彼得收好药箱,伸手捧起她的脸,视线落进那双冰绿色眼睛最深处,仿佛叩击着她的灵魂,表情认真而柔和:“因为想确认你真的在我身边。”
他还记得在那无数个沼泽般粘腻黑暗,无法呼吸的梦境里,不管自己刻意在贝尔纳黛特身上留下过多少或深或浅的痕迹,只要天亮醒来,这一切都会化为乌有。
每次看到她裸.露在衣领外的一截白皙皮肤,彼得都会不小心回想起他在梦里是如何将这片健康诱人的洁白揉出一层薄薄血色,浓艳如新雪中开出的石榴花,充满靡.丽的诱人甜味。
迫切想要在将印记烙在对方身上的扭曲渴望,不断煽动着他在即将结束的前一刻低头咬住贝尔纳黛特的脖颈,直到听见她在睡梦中发出一阵轻细哭音,锈咸的味道微弱扩散在舌尖。
很难分清这种和动物标记伴侣以及领地一样的宣占行为,到底是出于他身体里的哪一部分——蜘蛛基因带来的非人类兽性,或是他本身的意志。
但毋庸置疑的是,在“咬下去”这个念头出现的一瞬间,彼得完全没有任何犹豫就那么做了,并由衷感到一阵激烈到接近战栗的尖锐兴奋。
看出对方坦诚之下实则并无多少忏悔的态度,贝尔纳黛特费力地抬手摸了摸已经被包扎好的地方:“既然这次确认过了,那下次能别咬我吗?”
“我尽量。
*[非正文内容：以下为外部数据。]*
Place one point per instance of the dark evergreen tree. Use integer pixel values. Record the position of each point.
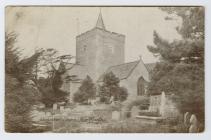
(110, 87)
(19, 95)
(86, 91)
(181, 67)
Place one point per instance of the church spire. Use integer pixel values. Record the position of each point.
(100, 23)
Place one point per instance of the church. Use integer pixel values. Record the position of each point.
(99, 51)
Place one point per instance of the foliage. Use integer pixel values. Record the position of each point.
(86, 91)
(19, 95)
(139, 101)
(181, 68)
(110, 88)
(51, 83)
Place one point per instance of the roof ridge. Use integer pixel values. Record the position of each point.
(138, 61)
(122, 64)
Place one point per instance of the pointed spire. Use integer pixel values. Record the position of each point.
(100, 23)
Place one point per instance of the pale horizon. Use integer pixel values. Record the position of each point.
(57, 27)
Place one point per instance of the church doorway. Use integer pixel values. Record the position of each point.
(141, 86)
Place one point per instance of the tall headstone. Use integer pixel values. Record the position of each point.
(162, 104)
(134, 111)
(115, 115)
(54, 106)
(187, 119)
(193, 127)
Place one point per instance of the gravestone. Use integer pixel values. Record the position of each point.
(162, 104)
(115, 115)
(134, 111)
(187, 119)
(193, 127)
(54, 106)
(61, 108)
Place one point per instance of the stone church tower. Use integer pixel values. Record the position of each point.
(98, 49)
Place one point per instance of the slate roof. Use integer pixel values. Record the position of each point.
(150, 66)
(122, 71)
(76, 70)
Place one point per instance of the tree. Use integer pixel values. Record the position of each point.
(181, 67)
(110, 88)
(50, 85)
(86, 91)
(19, 95)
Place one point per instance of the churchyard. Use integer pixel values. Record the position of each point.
(112, 118)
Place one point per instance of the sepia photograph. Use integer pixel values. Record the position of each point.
(104, 69)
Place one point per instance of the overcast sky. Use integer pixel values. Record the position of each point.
(57, 27)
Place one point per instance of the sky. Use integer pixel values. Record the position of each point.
(57, 27)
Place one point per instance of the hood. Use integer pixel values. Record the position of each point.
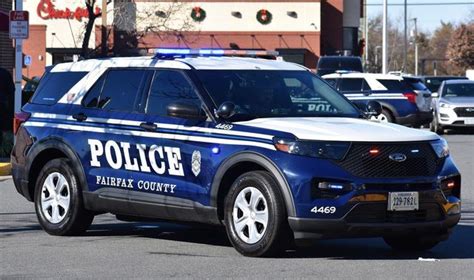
(468, 101)
(342, 129)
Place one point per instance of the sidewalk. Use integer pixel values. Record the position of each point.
(5, 167)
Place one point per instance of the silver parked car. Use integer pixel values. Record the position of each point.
(453, 105)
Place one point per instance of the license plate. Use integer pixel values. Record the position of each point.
(403, 201)
(469, 121)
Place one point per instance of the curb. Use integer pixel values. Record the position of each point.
(5, 168)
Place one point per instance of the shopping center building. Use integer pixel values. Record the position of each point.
(301, 30)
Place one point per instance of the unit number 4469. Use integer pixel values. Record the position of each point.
(324, 210)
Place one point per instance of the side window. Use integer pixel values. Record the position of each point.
(169, 86)
(332, 82)
(54, 85)
(121, 89)
(365, 86)
(350, 84)
(91, 100)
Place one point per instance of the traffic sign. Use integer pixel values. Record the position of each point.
(19, 25)
(27, 60)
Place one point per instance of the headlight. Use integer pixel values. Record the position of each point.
(440, 147)
(318, 149)
(445, 105)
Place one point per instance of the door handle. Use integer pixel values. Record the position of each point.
(149, 126)
(79, 117)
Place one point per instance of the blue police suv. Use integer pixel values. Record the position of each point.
(264, 147)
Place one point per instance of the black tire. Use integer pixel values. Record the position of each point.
(413, 243)
(277, 236)
(76, 219)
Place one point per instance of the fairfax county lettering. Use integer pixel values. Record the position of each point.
(129, 183)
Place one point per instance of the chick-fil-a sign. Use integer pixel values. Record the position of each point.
(47, 10)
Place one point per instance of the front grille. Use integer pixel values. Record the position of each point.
(377, 213)
(398, 187)
(464, 111)
(420, 160)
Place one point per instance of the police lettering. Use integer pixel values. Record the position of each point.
(159, 159)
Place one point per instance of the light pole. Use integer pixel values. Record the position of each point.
(377, 48)
(415, 41)
(405, 46)
(384, 38)
(18, 63)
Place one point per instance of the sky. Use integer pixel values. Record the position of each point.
(429, 16)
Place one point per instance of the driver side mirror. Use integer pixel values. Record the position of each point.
(186, 110)
(374, 108)
(226, 110)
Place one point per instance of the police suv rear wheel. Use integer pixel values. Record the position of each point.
(58, 200)
(255, 215)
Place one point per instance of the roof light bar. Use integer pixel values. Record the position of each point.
(167, 52)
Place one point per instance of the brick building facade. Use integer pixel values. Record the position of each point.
(301, 30)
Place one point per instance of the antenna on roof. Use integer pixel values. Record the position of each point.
(166, 53)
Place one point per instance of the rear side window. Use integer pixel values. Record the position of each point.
(54, 85)
(168, 87)
(332, 82)
(416, 84)
(394, 85)
(351, 84)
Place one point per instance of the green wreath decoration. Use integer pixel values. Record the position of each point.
(198, 14)
(264, 16)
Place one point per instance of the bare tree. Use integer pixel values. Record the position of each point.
(133, 23)
(460, 50)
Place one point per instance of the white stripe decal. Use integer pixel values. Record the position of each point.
(159, 125)
(374, 98)
(151, 134)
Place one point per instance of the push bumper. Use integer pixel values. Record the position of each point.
(304, 228)
(417, 119)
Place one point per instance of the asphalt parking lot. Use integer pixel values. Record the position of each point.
(113, 249)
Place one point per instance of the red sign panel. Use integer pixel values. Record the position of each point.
(47, 10)
(19, 25)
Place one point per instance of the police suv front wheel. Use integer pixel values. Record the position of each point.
(58, 200)
(255, 216)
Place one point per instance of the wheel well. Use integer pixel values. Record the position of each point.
(40, 160)
(228, 179)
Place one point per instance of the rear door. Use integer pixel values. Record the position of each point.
(178, 153)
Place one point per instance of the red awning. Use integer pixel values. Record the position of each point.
(4, 21)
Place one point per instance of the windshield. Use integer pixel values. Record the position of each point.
(271, 93)
(459, 90)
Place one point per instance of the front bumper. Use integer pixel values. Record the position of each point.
(368, 217)
(417, 119)
(448, 117)
(320, 229)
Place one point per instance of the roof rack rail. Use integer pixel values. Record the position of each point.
(169, 53)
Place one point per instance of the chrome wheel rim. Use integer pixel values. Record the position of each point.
(55, 197)
(380, 118)
(250, 215)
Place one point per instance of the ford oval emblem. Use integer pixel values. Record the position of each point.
(398, 157)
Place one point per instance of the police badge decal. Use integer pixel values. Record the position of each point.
(196, 163)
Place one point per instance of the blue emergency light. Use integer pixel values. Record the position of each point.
(177, 53)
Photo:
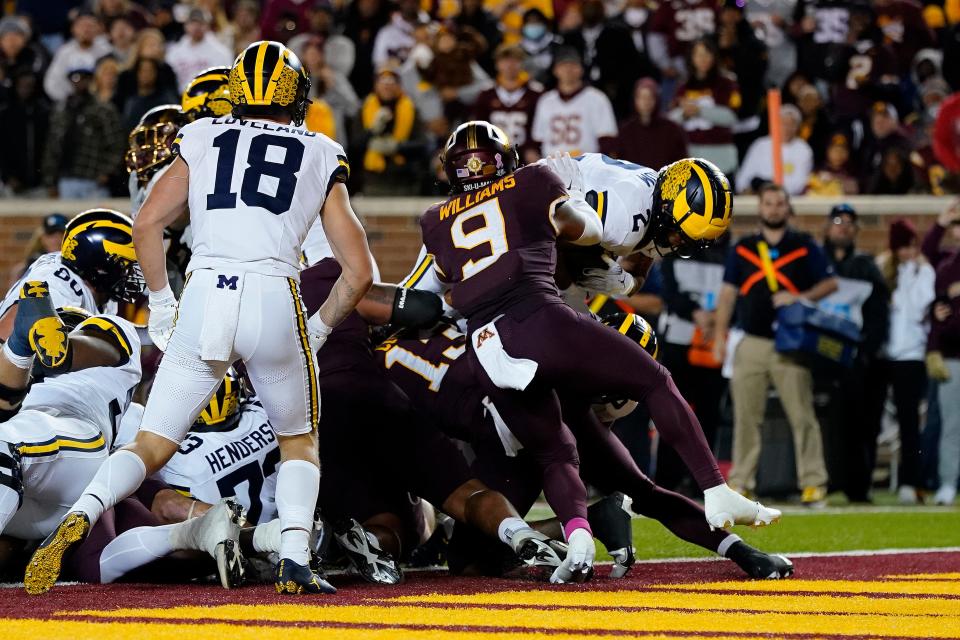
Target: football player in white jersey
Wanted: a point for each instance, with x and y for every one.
(95, 268)
(645, 214)
(254, 184)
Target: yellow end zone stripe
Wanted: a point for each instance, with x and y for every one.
(18, 629)
(704, 622)
(657, 599)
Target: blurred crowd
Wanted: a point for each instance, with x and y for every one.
(868, 86)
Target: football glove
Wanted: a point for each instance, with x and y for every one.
(578, 565)
(163, 315)
(318, 331)
(612, 281)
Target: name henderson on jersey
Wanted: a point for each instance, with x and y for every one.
(238, 450)
(462, 203)
(266, 126)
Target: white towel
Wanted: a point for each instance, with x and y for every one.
(221, 316)
(504, 370)
(511, 446)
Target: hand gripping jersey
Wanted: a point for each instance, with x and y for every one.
(496, 247)
(622, 195)
(67, 289)
(239, 462)
(256, 187)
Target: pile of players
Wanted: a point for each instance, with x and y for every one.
(477, 351)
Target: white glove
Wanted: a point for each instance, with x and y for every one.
(163, 313)
(568, 170)
(578, 566)
(613, 280)
(317, 331)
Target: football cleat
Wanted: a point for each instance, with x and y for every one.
(292, 578)
(537, 550)
(47, 561)
(365, 555)
(217, 532)
(814, 497)
(724, 508)
(623, 559)
(759, 565)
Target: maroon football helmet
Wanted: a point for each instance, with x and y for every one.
(477, 153)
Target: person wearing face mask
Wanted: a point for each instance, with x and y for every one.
(538, 42)
(611, 61)
(797, 270)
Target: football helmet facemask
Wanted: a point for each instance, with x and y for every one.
(267, 79)
(476, 154)
(98, 247)
(223, 411)
(692, 207)
(150, 143)
(207, 95)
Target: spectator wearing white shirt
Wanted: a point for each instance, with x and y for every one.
(82, 51)
(911, 279)
(197, 50)
(573, 117)
(757, 165)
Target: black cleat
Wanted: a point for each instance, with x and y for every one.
(760, 565)
(47, 561)
(365, 555)
(293, 578)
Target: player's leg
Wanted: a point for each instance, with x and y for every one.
(183, 387)
(274, 345)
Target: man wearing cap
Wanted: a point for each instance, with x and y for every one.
(81, 52)
(512, 102)
(85, 143)
(197, 50)
(857, 393)
(573, 117)
(765, 271)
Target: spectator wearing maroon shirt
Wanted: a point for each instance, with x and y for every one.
(705, 106)
(512, 102)
(648, 138)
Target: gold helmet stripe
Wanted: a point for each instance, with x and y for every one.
(471, 136)
(275, 76)
(242, 75)
(707, 191)
(258, 73)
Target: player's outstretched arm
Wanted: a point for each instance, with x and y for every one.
(349, 244)
(166, 202)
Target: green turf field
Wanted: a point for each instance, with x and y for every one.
(833, 530)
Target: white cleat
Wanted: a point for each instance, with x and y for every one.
(725, 507)
(217, 532)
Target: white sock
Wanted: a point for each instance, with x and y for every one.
(726, 543)
(20, 362)
(508, 527)
(266, 537)
(134, 548)
(117, 478)
(298, 484)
”彼得眨眨眼睛,脸上笑容漂亮又无辜。
贝尔纳黛特有点生气地看着他:“这很痛。”
怎么以前没发现他有这种折磨人的癖好?她想着,然后又自己找到答案——因为以前他们没有这样过。
“对不起。”他话语里的歉意是如此真挚,给出的保证却干脆得令人生疑,“我以后不会再这样了。”
真的吗?
贝尔纳黛特安静打量对方片刻,能很容易察觉到这只是他服软时会说的好听话,于是提醒:“别轻易保证你做不到的事。”
说着,她起身走进洗漱间,听到彼得在身后回答:“但至少能让你高兴。而且将来不是还有你可以每次监督我努力改正吗?”
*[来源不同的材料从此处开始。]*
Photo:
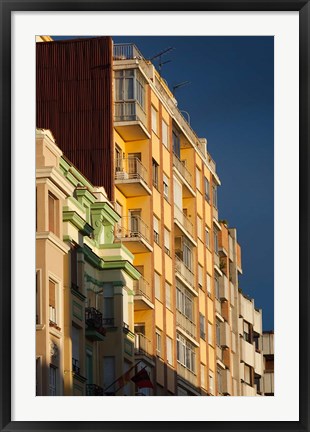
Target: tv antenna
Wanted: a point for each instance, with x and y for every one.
(182, 84)
(159, 56)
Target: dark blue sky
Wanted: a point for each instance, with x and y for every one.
(230, 101)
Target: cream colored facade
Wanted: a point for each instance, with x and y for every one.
(84, 290)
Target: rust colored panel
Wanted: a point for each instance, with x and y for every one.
(74, 101)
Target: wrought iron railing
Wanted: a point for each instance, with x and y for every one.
(143, 345)
(129, 169)
(186, 324)
(142, 288)
(133, 227)
(184, 271)
(94, 390)
(182, 169)
(129, 111)
(183, 219)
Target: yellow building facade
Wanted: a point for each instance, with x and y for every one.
(149, 280)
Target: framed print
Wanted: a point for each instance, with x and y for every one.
(160, 270)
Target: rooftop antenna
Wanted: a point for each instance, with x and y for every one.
(182, 84)
(159, 55)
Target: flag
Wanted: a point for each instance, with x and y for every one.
(142, 379)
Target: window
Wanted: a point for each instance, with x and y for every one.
(209, 285)
(76, 349)
(247, 374)
(199, 227)
(211, 383)
(246, 332)
(202, 375)
(176, 145)
(198, 178)
(130, 85)
(164, 128)
(52, 213)
(202, 322)
(187, 254)
(214, 195)
(216, 286)
(177, 194)
(74, 267)
(168, 295)
(52, 380)
(108, 305)
(155, 173)
(156, 229)
(185, 302)
(169, 351)
(215, 238)
(157, 286)
(207, 238)
(167, 241)
(118, 158)
(38, 297)
(207, 189)
(154, 120)
(210, 334)
(166, 187)
(186, 353)
(219, 381)
(108, 374)
(218, 333)
(158, 343)
(200, 276)
(52, 301)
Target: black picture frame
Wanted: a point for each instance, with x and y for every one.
(7, 7)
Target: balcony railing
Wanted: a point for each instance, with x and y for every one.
(129, 111)
(94, 321)
(94, 390)
(184, 221)
(142, 288)
(184, 271)
(133, 227)
(182, 169)
(130, 169)
(186, 374)
(126, 52)
(142, 345)
(186, 324)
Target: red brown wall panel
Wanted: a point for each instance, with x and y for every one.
(74, 101)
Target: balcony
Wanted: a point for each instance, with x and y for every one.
(131, 177)
(183, 225)
(143, 295)
(94, 330)
(185, 176)
(225, 335)
(185, 324)
(130, 121)
(226, 382)
(187, 374)
(216, 260)
(184, 274)
(94, 390)
(224, 291)
(143, 347)
(134, 231)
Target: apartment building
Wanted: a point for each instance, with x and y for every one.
(268, 352)
(193, 329)
(84, 282)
她停顿一下,回头看着正朝自己露出可爱笑容的少年,下定决心不能再被对方的表面乖巧给迷了眼,于是语气不变的将话题转移开:“你得收拾房间了。”
洗漱完毕后,她来到楼下厨房简单做了点早饭。锅里的可丽饼正在慢慢成型,散发出融化黄油和鸡蛋的鲜香味,金黄色的饼皮薄而柔韧。
贝尔纳黛特将烙好的饼皮放到一旁,目光瞥见自己手指上的创可贴,于是停下切水果的动作,将它撕开。
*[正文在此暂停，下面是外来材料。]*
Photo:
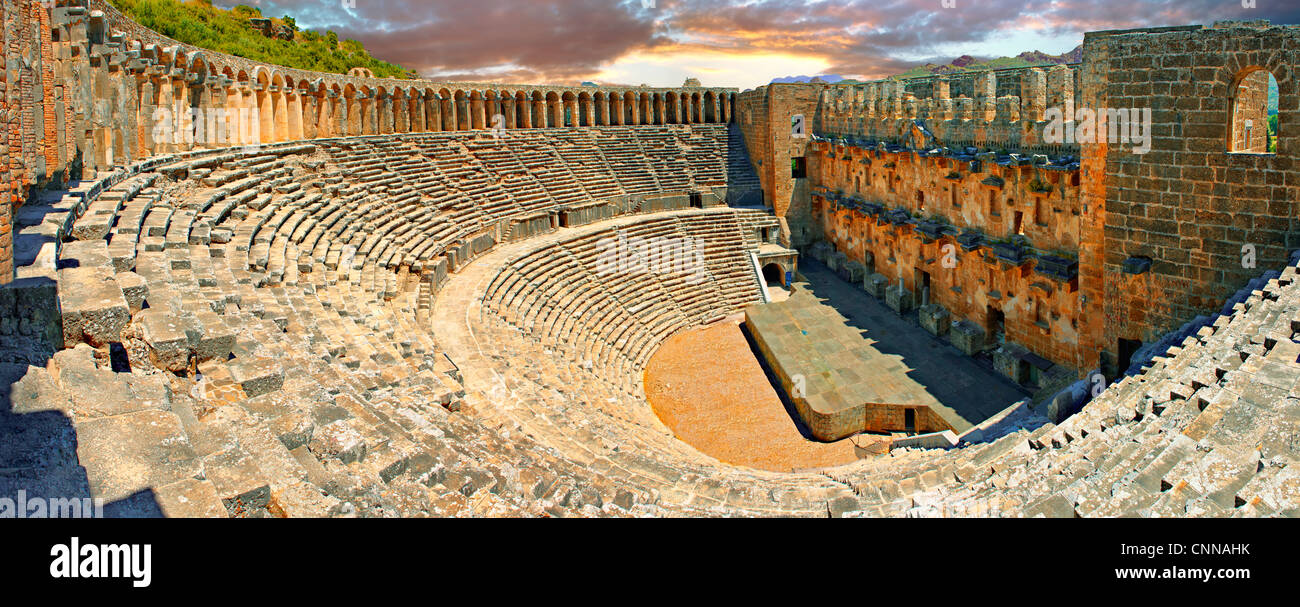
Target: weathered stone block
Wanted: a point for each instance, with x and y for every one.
(967, 337)
(339, 441)
(169, 343)
(876, 285)
(135, 289)
(258, 377)
(898, 299)
(935, 319)
(95, 312)
(134, 452)
(1009, 361)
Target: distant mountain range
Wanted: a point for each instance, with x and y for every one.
(971, 64)
(962, 64)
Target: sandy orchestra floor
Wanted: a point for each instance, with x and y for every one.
(707, 386)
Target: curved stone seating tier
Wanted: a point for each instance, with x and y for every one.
(306, 335)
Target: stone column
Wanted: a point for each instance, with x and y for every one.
(372, 115)
(148, 112)
(558, 113)
(415, 108)
(433, 108)
(507, 109)
(476, 112)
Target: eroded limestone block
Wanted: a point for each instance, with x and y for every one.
(339, 441)
(134, 452)
(102, 393)
(86, 254)
(94, 309)
(258, 377)
(167, 335)
(135, 289)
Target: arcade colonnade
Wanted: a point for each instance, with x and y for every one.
(152, 95)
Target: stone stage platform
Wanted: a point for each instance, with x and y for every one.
(839, 382)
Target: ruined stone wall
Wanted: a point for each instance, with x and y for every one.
(862, 196)
(765, 117)
(1197, 212)
(85, 90)
(987, 109)
(1157, 238)
(31, 115)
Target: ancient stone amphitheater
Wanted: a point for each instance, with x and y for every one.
(382, 306)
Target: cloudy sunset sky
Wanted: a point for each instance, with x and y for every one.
(735, 43)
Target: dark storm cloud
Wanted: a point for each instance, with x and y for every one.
(563, 40)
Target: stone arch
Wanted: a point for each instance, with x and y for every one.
(261, 100)
(460, 104)
(447, 109)
(523, 112)
(774, 273)
(351, 108)
(477, 120)
(570, 109)
(554, 112)
(585, 109)
(537, 111)
(602, 108)
(1248, 111)
(629, 108)
(280, 112)
(646, 107)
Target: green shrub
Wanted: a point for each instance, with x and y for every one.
(200, 24)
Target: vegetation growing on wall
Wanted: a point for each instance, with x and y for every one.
(200, 24)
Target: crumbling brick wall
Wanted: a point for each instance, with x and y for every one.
(765, 116)
(1208, 220)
还没彻底恢复的细小伤口呈现出暗红色的结痂状态,已经早就感觉不到痛。但这种与现实完全一样的逼真感受还是让她感觉到很恍惚,因为她清楚知道这些都是假的,他们只是被困在了幻境里。
而脱离出去的方法只有一个,那就是找到它的构建者。
可回想起这段时间——也许只是现实世界的短短几天,但在贝尔纳黛特的感官里却已经过去足足好几年——她始终找不出夺心魔出现过的痕迹。
除了……
贝尔纳黛特忽然回想起昨晚彼得随口说过的一句话。
“因为我厌烦了,我不想再让他们出现了。”
这句话听起来很奇怪,好像她能遇见谁完全是由彼得来决定的。整个世界都是被编程好的虚拟空间,如果他不想让谁出现,那她就永远不会见到对方。
可理论上,这种事应该是夺心魔才能做到的,因为他才是整个幻境的编织者。再加上他在梦里曾经意味深长地问过她的那个问题。
她转头看着楼梯的方向,引来脖颈上的伤痕也跟着隐约作痛。
这种疼痛让她清晰意识到,也许彼得现在这种与过往现实中,不管是行为还是性格都差异巨大的状态,不只是由身份和经历不同所造成的。
毕竟按照夺心魔那种充满耐心又格外喜欢折磨人的恶劣习惯,他所说的只有找到他并杀了他才能结束这个游戏,那一定不会只是找到他在这个幻境里的伪装身份这么简单。
尤其是一想到他们是如何一步步被算计着走进夺心魔的陷阱,并最终被双双困在这个幻境里的漫长过程。贝尔纳黛特就更加坚信,既然夺心魔能毫不避讳地提出结束条件,那就一定是另有所图,而这个所谓的能够结束游戏的方法则很有可能完全就是假的。
他只是想通过这样的谎言来诱导贝尔纳黛特做出选择,甚至是在幻境里亲手杀死些什么。
意识到这点后,贝尔纳黛特感到一阵后怕的恐慌。刀尖下的草莓滚歪到一边,鲜红的汁液从表面被化开的伤口处流淌出来,晕开在洁白的石料台面上,像是融开的血水。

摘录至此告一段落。